Immunohistochemical and in-situ Hybridization Protocol for Breast Tumor Subtypes

IHC and in-situ hybridisation were performed as described elsewhere^{39 (link),40 (link)}. Briefly, the following antibodies were used for IHC staining to determine the subtype: ER (1D5; DAKO, Copenhagen, Denmark), progesterone receptor (PgR; PgR636; DAKO), and HER2 (HercepTest; DAKO). Specimens with a nuclear staining rate ≥1% were considered HR-positive (ER and PgR). HER2 amplification was automatically stained (BenchMark^® XT; Ventana Medical Systems, Tucson, Arizona, USA) with dual in-situ hybridisation (DISH; INFORM HER2 Dual ISH DNA Probe Cocktail Assay; Roche, Basel, Switzerland). Patients with ‘HER2 IHC-score 3+’ or ‘HER2 IHC-score 2+ and those positive for HER2 amplification by DISH’ were defined as HER2-positive type. IHC staining for Ki67 (MIB-1, DAKO) was performed automatically using an IHC machine (BenchMark^® XT, Ventana Medical Systems, Inc.). The Ki67 labelling index (percentage of positivity) was calculated for approximately 500 cancer cells in hot to warm areas.

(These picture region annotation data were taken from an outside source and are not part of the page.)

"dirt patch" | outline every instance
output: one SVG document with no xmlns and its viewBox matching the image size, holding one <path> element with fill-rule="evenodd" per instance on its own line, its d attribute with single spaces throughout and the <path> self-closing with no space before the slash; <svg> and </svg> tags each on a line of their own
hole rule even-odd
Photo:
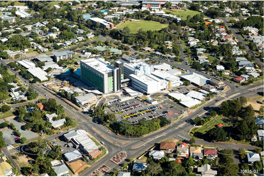
<svg viewBox="0 0 264 177">
<path fill-rule="evenodd" d="M 15 115 L 12 115 L 11 116 L 9 116 L 9 117 L 6 117 L 5 118 L 5 119 L 6 120 L 6 121 L 8 121 L 10 119 L 13 119 L 16 117 L 16 116 Z"/>
<path fill-rule="evenodd" d="M 255 114 L 257 115 L 258 114 L 259 108 L 263 107 L 263 103 L 262 102 L 263 100 L 263 97 L 262 97 L 248 100 L 247 103 L 246 104 L 246 106 L 251 105 L 254 108 L 254 110 L 255 110 Z"/>
<path fill-rule="evenodd" d="M 68 165 L 71 167 L 75 173 L 78 170 L 78 171 L 80 171 L 82 170 L 82 169 L 85 168 L 86 167 L 90 166 L 88 165 L 85 165 L 86 163 L 86 162 L 80 160 L 69 164 L 67 162 Z M 79 169 L 80 168 L 80 169 Z"/>
<path fill-rule="evenodd" d="M 167 139 L 165 139 L 164 141 L 162 141 L 163 142 L 166 142 L 167 143 L 176 143 L 179 141 L 177 139 L 174 138 L 168 138 Z"/>
<path fill-rule="evenodd" d="M 12 155 L 15 155 L 15 153 Z M 18 155 L 18 158 L 15 160 L 20 167 L 28 167 L 30 166 L 31 165 L 29 162 L 33 160 L 33 159 L 26 155 Z"/>
</svg>

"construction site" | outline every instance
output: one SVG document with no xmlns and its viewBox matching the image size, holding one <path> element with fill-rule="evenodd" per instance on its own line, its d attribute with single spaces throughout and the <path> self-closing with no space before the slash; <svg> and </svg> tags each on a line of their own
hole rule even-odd
<svg viewBox="0 0 264 177">
<path fill-rule="evenodd" d="M 74 87 L 73 86 L 71 86 L 72 88 L 71 88 L 69 81 L 66 80 L 58 82 L 53 81 L 49 82 L 45 82 L 44 85 L 57 92 L 59 91 L 60 90 L 62 90 L 63 88 L 65 87 L 67 88 L 67 89 L 66 89 L 67 90 L 69 90 L 69 88 L 74 88 Z"/>
</svg>

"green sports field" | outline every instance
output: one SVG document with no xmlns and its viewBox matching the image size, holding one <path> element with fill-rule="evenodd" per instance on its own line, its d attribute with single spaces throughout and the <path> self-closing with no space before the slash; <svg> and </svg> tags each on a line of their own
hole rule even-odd
<svg viewBox="0 0 264 177">
<path fill-rule="evenodd" d="M 123 29 L 125 27 L 128 27 L 131 31 L 131 33 L 136 33 L 138 30 L 142 28 L 143 31 L 148 30 L 159 30 L 162 28 L 167 27 L 169 25 L 157 21 L 140 20 L 135 21 L 128 21 L 116 27 L 116 29 Z"/>
<path fill-rule="evenodd" d="M 186 11 L 183 12 L 179 12 L 184 11 L 184 10 L 183 9 L 186 10 Z M 179 15 L 180 18 L 184 20 L 186 19 L 187 18 L 187 16 L 188 15 L 191 15 L 191 17 L 192 17 L 198 13 L 201 13 L 201 12 L 198 11 L 191 10 L 188 8 L 183 8 L 181 9 L 163 9 L 163 10 L 165 12 L 172 12 L 173 15 L 175 15 L 177 16 Z"/>
</svg>

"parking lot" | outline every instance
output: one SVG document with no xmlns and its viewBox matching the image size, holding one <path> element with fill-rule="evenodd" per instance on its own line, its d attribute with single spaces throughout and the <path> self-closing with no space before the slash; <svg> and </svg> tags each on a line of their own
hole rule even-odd
<svg viewBox="0 0 264 177">
<path fill-rule="evenodd" d="M 4 122 L 5 121 L 9 122 L 9 123 L 12 123 L 15 125 L 16 128 L 19 130 L 19 132 L 21 133 L 21 137 L 25 137 L 27 139 L 30 139 L 36 138 L 39 136 L 38 133 L 33 132 L 31 130 L 26 130 L 24 128 L 24 126 L 26 124 L 24 122 L 19 122 L 17 121 L 16 118 L 12 117 L 9 118 L 7 117 L 5 119 L 0 119 L 0 123 Z M 15 140 L 15 138 L 17 137 L 17 136 L 15 135 L 11 135 L 15 131 L 11 129 L 9 129 L 7 127 L 2 129 L 1 131 L 3 133 L 3 137 L 6 138 L 5 140 L 5 144 L 10 144 L 17 143 L 19 142 L 18 140 Z"/>
<path fill-rule="evenodd" d="M 180 115 L 180 110 L 170 105 L 164 105 L 164 103 L 151 105 L 141 99 L 136 97 L 125 102 L 115 101 L 109 103 L 108 109 L 105 111 L 116 114 L 118 122 L 125 119 L 133 124 L 136 124 L 139 120 L 149 119 L 158 117 L 166 117 L 170 121 Z"/>
</svg>

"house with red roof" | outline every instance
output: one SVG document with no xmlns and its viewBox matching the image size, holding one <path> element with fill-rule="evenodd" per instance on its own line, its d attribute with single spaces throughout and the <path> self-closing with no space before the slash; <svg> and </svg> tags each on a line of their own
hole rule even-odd
<svg viewBox="0 0 264 177">
<path fill-rule="evenodd" d="M 241 76 L 238 76 L 233 78 L 233 79 L 234 81 L 240 83 L 241 83 L 245 81 L 245 78 Z"/>
<path fill-rule="evenodd" d="M 217 152 L 214 149 L 204 149 L 204 154 L 208 158 L 215 158 L 218 156 Z"/>
</svg>

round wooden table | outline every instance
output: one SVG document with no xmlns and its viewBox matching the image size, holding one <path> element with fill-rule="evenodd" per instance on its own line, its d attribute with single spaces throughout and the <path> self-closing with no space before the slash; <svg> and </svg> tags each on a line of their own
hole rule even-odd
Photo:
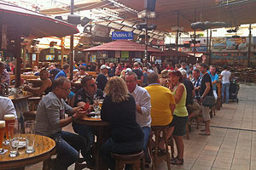
<svg viewBox="0 0 256 170">
<path fill-rule="evenodd" d="M 107 166 L 103 163 L 102 156 L 100 156 L 100 149 L 102 144 L 110 137 L 109 125 L 108 122 L 102 121 L 101 118 L 93 118 L 84 116 L 75 121 L 78 123 L 84 124 L 92 127 L 95 129 L 95 134 L 97 137 L 96 146 L 96 170 L 107 170 Z"/>
<path fill-rule="evenodd" d="M 24 167 L 28 165 L 32 165 L 43 161 L 45 161 L 55 153 L 55 142 L 50 138 L 36 135 L 35 139 L 35 152 L 26 154 L 26 147 L 19 149 L 20 156 L 16 157 L 10 157 L 9 146 L 3 144 L 3 149 L 8 151 L 0 155 L 0 169 L 10 169 Z"/>
</svg>

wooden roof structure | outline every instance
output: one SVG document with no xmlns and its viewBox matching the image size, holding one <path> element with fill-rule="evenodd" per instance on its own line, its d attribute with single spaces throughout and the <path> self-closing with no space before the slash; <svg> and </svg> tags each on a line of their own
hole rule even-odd
<svg viewBox="0 0 256 170">
<path fill-rule="evenodd" d="M 137 11 L 145 9 L 143 0 L 118 2 Z M 255 0 L 156 0 L 157 18 L 150 22 L 169 32 L 177 26 L 192 31 L 190 24 L 196 21 L 223 21 L 238 26 L 255 23 Z"/>
</svg>

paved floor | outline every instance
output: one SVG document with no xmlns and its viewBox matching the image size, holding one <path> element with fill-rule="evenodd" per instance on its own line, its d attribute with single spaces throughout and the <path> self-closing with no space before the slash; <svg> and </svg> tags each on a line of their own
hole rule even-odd
<svg viewBox="0 0 256 170">
<path fill-rule="evenodd" d="M 184 165 L 172 166 L 172 170 L 256 170 L 256 86 L 240 88 L 239 103 L 223 105 L 212 119 L 211 136 L 198 135 L 192 126 L 190 139 L 184 138 Z M 42 169 L 42 163 L 26 169 Z M 166 163 L 158 169 L 167 169 Z"/>
</svg>

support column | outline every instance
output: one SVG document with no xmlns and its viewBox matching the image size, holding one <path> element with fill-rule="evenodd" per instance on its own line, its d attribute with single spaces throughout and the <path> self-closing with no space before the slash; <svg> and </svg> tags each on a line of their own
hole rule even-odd
<svg viewBox="0 0 256 170">
<path fill-rule="evenodd" d="M 19 25 L 17 25 L 19 26 Z M 15 27 L 15 88 L 19 88 L 20 86 L 20 28 L 19 26 Z"/>
</svg>

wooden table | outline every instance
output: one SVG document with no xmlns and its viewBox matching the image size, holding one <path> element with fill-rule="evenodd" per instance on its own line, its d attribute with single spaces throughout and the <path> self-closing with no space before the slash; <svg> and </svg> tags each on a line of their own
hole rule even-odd
<svg viewBox="0 0 256 170">
<path fill-rule="evenodd" d="M 0 169 L 10 169 L 24 167 L 43 161 L 45 161 L 55 153 L 55 142 L 50 138 L 36 135 L 35 152 L 26 154 L 26 147 L 19 149 L 20 156 L 10 157 L 9 146 L 3 145 L 3 149 L 9 150 L 5 154 L 0 155 Z"/>
<path fill-rule="evenodd" d="M 75 121 L 78 123 L 92 127 L 96 131 L 96 170 L 107 170 L 107 166 L 103 163 L 100 156 L 100 149 L 102 144 L 110 137 L 109 122 L 102 121 L 101 118 L 84 116 Z"/>
</svg>

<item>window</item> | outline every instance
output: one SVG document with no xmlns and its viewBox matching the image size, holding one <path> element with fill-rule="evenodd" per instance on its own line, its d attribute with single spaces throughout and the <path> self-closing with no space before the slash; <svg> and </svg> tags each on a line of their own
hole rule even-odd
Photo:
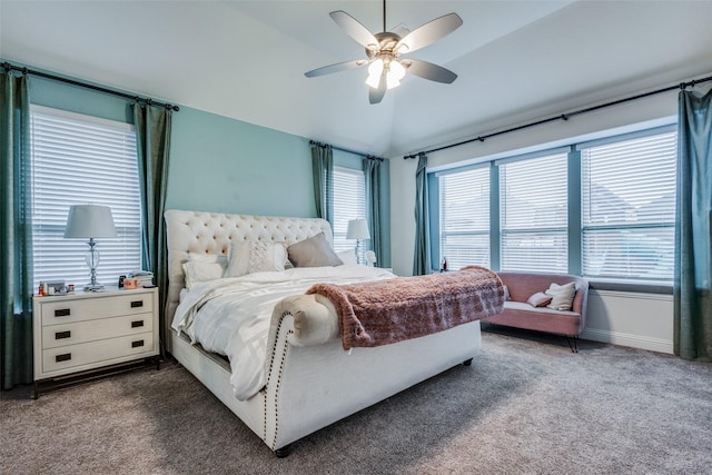
<svg viewBox="0 0 712 475">
<path fill-rule="evenodd" d="M 676 132 L 581 147 L 583 274 L 671 281 Z"/>
<path fill-rule="evenodd" d="M 500 166 L 502 270 L 568 270 L 567 154 Z"/>
<path fill-rule="evenodd" d="M 70 205 L 111 208 L 118 238 L 98 239 L 97 280 L 115 285 L 140 268 L 141 217 L 136 133 L 130 125 L 32 107 L 32 239 L 34 285 L 90 279 L 83 239 L 65 239 Z"/>
<path fill-rule="evenodd" d="M 449 269 L 490 267 L 490 167 L 441 175 L 441 259 Z"/>
<path fill-rule="evenodd" d="M 364 172 L 352 168 L 334 167 L 334 249 L 353 249 L 356 243 L 346 239 L 348 221 L 366 217 L 366 185 Z M 365 247 L 365 246 L 364 246 Z M 365 249 L 362 249 L 362 254 Z M 364 256 L 359 256 L 364 259 Z"/>
</svg>

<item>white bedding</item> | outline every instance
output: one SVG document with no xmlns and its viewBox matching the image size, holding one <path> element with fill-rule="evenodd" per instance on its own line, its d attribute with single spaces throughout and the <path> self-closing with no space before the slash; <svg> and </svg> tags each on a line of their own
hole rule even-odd
<svg viewBox="0 0 712 475">
<path fill-rule="evenodd" d="M 350 284 L 395 277 L 358 265 L 299 267 L 200 283 L 181 294 L 171 327 L 208 352 L 228 357 L 235 397 L 247 400 L 266 383 L 267 336 L 273 308 L 319 283 Z"/>
</svg>

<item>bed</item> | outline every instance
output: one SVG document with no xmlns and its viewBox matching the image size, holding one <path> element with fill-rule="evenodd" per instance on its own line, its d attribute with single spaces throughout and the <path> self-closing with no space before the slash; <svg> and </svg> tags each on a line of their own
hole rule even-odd
<svg viewBox="0 0 712 475">
<path fill-rule="evenodd" d="M 279 253 L 269 254 L 279 247 L 297 248 L 317 237 L 330 246 L 333 235 L 326 220 L 185 210 L 168 210 L 165 219 L 169 279 L 164 316 L 166 348 L 277 456 L 286 456 L 293 442 L 315 431 L 453 366 L 468 364 L 481 346 L 477 318 L 502 309 L 504 290 L 495 275 L 486 281 L 477 304 L 479 315 L 472 321 L 395 343 L 347 347 L 345 338 L 339 337 L 340 310 L 329 300 L 328 293 L 318 291 L 315 283 L 334 278 L 334 283 L 344 284 L 344 288 L 379 285 L 395 278 L 387 270 L 348 263 L 323 269 L 303 269 L 303 266 L 289 269 L 293 256 L 287 250 L 289 259 L 284 270 L 263 271 L 265 269 L 257 266 L 257 271 L 244 274 L 245 269 L 239 269 L 229 274 L 226 268 L 225 276 L 229 274 L 229 277 L 219 280 L 200 280 L 200 273 L 194 273 L 195 269 L 216 271 L 215 266 L 202 265 L 205 263 L 233 266 L 238 259 L 229 259 L 228 255 L 241 253 L 244 243 L 257 243 L 253 253 L 257 246 L 263 251 L 260 258 L 268 249 L 270 265 L 280 259 Z M 347 269 L 355 275 L 345 277 Z M 293 280 L 300 280 L 306 287 L 289 294 Z M 257 324 L 254 328 L 248 326 L 251 333 L 263 334 L 264 340 L 255 343 L 251 334 L 243 337 L 243 347 L 226 357 L 207 350 L 215 349 L 211 344 L 204 347 L 195 342 L 198 324 L 194 318 L 214 301 L 202 297 L 205 295 L 219 298 L 231 295 L 239 300 L 241 297 L 231 290 L 233 284 L 246 286 L 251 294 L 271 293 L 273 300 L 260 304 L 269 305 L 270 310 L 260 320 L 259 331 L 255 330 Z M 307 287 L 312 293 L 303 291 Z M 332 290 L 334 288 L 342 286 Z M 465 313 L 472 314 L 471 309 Z M 229 311 L 224 314 L 227 319 Z M 243 330 L 240 331 L 247 335 Z M 231 358 L 238 353 L 244 356 L 263 352 L 261 359 L 239 383 L 239 390 L 236 389 L 235 369 L 239 372 L 247 366 Z M 345 374 L 349 377 L 345 378 Z"/>
</svg>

Pathological complete response (pCR) to NAC was evaluated in accordance with the guidelines of the Japanese Breast Cancer Society. The details of this evaluation are described elsewhere^{39 (link)}. Residual noninvasive cancers or axillary lymph node metastases were not considered while determining the pCR.